The Internal Revenue Code provides for an exclusion on the sale of a principal residence for an amount not to exceed $500,000, for which no federal income tax is due. The term "universal exclusion" refers to the $250,000 ($500,000 for married couples filing jointly) of profit that is excluded from federal taxation when a taxpayer sells a principal residence after:

• Owning it for not less than 2 years; and
• Occupying it as a principal residence for not less than 2 out of the 5 years prior to the resale; and
• Providing the taxpayer hasn't claimed the exclusion on the sale of another residence within the 2 years prior to the resale.

(Please note that all 3 requirements must be satisfied. [See worksheet.])

Since many individuals often purchase vacation homes as an investment strategy for retirement, their long-term goal being to sell their current residence and take advantage of the universal exclusion, and then move into the vacation home and claim it as their principal residence. Prior to the enactment of Housing and Economic Recovery Act of 2008 ("HERA"), once they had met the ownership and occupancy requirements, they could resell the vacation home and again take advantage of the universal exclusion.
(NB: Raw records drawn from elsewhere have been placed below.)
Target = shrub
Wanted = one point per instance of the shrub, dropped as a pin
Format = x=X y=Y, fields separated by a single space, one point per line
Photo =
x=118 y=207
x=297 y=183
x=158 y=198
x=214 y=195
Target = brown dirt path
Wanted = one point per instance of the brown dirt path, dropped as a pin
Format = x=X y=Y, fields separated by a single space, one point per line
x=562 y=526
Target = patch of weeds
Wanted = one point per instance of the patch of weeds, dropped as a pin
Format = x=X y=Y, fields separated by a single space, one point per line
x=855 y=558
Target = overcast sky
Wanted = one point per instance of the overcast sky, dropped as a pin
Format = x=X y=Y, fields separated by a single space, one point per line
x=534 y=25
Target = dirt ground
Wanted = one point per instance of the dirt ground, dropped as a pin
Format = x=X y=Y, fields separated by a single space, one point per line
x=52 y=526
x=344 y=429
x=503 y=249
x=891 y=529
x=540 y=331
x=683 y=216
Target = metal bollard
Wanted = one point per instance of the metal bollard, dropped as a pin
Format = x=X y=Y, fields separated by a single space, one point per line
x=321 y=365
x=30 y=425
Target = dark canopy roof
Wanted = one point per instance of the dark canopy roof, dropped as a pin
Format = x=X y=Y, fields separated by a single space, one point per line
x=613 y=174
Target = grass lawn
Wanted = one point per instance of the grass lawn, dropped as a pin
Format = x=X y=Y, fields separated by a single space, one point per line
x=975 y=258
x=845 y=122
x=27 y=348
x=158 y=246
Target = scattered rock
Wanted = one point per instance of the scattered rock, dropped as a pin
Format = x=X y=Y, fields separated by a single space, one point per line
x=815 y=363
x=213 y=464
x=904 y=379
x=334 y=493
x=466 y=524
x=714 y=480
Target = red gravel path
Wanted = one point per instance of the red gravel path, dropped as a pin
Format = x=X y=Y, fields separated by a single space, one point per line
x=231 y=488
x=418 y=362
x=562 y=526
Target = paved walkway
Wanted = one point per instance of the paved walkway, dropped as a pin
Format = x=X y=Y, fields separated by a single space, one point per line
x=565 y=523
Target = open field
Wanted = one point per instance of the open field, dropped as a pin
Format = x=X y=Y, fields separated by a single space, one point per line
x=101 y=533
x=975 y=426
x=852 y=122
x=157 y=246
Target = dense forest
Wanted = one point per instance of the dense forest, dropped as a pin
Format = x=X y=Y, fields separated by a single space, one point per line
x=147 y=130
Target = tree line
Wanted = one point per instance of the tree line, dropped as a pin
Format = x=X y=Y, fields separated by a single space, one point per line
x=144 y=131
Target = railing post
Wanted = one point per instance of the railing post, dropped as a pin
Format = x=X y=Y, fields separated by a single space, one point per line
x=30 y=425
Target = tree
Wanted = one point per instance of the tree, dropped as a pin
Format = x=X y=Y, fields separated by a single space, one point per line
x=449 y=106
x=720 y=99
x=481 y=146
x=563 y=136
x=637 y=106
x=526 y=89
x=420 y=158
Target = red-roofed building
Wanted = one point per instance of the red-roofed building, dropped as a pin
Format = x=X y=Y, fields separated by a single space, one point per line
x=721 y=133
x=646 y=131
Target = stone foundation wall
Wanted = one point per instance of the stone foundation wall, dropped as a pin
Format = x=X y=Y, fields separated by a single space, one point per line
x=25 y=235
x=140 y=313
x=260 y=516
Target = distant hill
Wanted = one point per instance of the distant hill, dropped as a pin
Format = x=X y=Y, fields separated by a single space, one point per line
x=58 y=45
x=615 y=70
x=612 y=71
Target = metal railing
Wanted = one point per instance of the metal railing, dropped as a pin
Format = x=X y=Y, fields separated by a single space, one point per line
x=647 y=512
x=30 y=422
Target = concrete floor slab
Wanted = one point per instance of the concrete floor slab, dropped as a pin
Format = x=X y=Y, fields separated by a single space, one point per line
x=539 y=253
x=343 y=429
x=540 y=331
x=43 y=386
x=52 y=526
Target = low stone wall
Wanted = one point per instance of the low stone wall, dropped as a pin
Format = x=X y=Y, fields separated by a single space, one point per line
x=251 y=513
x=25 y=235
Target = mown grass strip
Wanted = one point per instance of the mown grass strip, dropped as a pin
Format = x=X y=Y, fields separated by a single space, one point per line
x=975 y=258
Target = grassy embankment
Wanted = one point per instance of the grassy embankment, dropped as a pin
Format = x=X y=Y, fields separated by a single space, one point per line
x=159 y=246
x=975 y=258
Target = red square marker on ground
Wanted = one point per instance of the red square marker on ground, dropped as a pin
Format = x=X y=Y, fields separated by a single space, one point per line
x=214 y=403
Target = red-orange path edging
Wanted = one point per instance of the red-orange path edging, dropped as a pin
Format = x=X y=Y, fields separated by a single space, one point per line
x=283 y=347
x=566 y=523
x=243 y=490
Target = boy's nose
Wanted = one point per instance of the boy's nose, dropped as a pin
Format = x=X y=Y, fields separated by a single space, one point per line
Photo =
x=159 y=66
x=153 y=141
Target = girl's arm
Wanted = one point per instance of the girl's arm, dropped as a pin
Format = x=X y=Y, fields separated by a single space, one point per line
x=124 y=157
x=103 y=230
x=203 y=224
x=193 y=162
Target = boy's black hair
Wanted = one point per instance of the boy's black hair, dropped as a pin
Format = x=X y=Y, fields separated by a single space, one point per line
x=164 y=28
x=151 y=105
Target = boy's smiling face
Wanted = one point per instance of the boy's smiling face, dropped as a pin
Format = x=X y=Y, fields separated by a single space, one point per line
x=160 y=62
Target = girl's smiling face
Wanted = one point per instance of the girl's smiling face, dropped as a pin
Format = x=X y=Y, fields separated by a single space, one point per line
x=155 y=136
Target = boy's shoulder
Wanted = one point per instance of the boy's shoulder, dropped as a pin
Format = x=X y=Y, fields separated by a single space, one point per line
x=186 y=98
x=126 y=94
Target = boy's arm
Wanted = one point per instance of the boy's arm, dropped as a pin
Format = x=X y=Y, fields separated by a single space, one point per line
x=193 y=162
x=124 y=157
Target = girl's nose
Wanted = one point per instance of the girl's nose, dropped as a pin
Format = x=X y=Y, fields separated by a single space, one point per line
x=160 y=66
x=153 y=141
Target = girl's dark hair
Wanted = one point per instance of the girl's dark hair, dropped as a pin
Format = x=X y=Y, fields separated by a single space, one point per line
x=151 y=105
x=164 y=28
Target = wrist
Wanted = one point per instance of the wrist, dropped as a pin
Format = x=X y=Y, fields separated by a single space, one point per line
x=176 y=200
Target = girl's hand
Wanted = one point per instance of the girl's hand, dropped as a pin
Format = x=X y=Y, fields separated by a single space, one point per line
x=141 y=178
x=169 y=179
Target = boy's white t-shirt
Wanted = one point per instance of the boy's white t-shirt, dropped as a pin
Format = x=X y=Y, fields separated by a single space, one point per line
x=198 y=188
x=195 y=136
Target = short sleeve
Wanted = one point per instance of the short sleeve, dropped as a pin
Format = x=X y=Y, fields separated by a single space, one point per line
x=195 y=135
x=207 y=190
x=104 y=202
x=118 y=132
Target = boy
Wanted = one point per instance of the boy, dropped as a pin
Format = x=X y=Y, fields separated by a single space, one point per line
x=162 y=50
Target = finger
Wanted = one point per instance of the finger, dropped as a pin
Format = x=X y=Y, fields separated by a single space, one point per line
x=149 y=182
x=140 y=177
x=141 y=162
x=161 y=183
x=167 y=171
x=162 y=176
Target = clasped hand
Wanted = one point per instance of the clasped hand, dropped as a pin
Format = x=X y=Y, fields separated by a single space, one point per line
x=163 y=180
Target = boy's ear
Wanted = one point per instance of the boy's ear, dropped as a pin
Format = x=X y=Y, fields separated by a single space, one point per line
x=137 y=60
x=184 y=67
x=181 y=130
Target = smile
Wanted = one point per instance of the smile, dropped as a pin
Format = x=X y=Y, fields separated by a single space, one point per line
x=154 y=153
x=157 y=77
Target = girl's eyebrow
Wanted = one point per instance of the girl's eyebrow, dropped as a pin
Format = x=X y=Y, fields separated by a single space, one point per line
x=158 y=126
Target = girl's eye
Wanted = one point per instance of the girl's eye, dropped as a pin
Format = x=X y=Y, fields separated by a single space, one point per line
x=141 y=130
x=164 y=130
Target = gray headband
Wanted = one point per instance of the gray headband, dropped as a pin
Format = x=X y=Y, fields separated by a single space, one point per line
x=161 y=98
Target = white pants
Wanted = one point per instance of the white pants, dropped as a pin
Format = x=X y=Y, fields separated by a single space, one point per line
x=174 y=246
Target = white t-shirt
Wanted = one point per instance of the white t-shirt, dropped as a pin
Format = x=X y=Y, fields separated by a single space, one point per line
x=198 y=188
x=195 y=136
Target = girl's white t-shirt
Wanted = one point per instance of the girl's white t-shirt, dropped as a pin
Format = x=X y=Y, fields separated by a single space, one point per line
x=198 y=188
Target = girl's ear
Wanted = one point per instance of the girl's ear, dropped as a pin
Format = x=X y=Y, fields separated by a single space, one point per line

This was a great strategy for converting real estate assets to cash and avoiding federal income taxes in the process. However, since the enactment of HERA, and specifically Section 3092 thereof, there is a new calculation to determine the amount of the universal exclusion that may be claimed for a vacation home that is purchased and later converted to a principal residence.

Specifically, the amount of the exclusion is now limited to the fraction of profit created when dividing the number of years the home was used as a principal residence by the total number of years the property has been owned. Consider the following example:

EXAMPLE: A married couple purchases a vacation home for $300,000. Ten years later, they sell their current principal residence, take advantage of the universal exclusion, and then make the vacation home their principal residence. Fifteen years after that, they resell the vacation home for $800,000. To summarize, this couple has owned the vacation home for 25 years, they've used it as their principal residence for 15 years, and they've realized a profit of $500,000 upon resale.

Prior to HERA, this couple could have excluded the entire $500,000 of profit on this former vacation home. As a result of HERA, they may exclude from federal taxation only 15/25ths, or 60%, of the $500,000 profit. This means that $300,000 of the $500,000 profit is tax free, but the couple must pay capital gains taxes on the remaining $200,000.

This new limitation applies to sales closing on or after January 1, 2009 and only to nonqualified use periods beginning on or after that date. In other words, when such a property is sold in the future, the periods of use as a vacation home or rental property that occurred before January 1, 2009 are treated as if the use was as a principal residence.

This Blog is not intended to be legal or tax advice and readers of this Blog should consult their own lawyer or tax preparer for legal or tax advice, as applicable.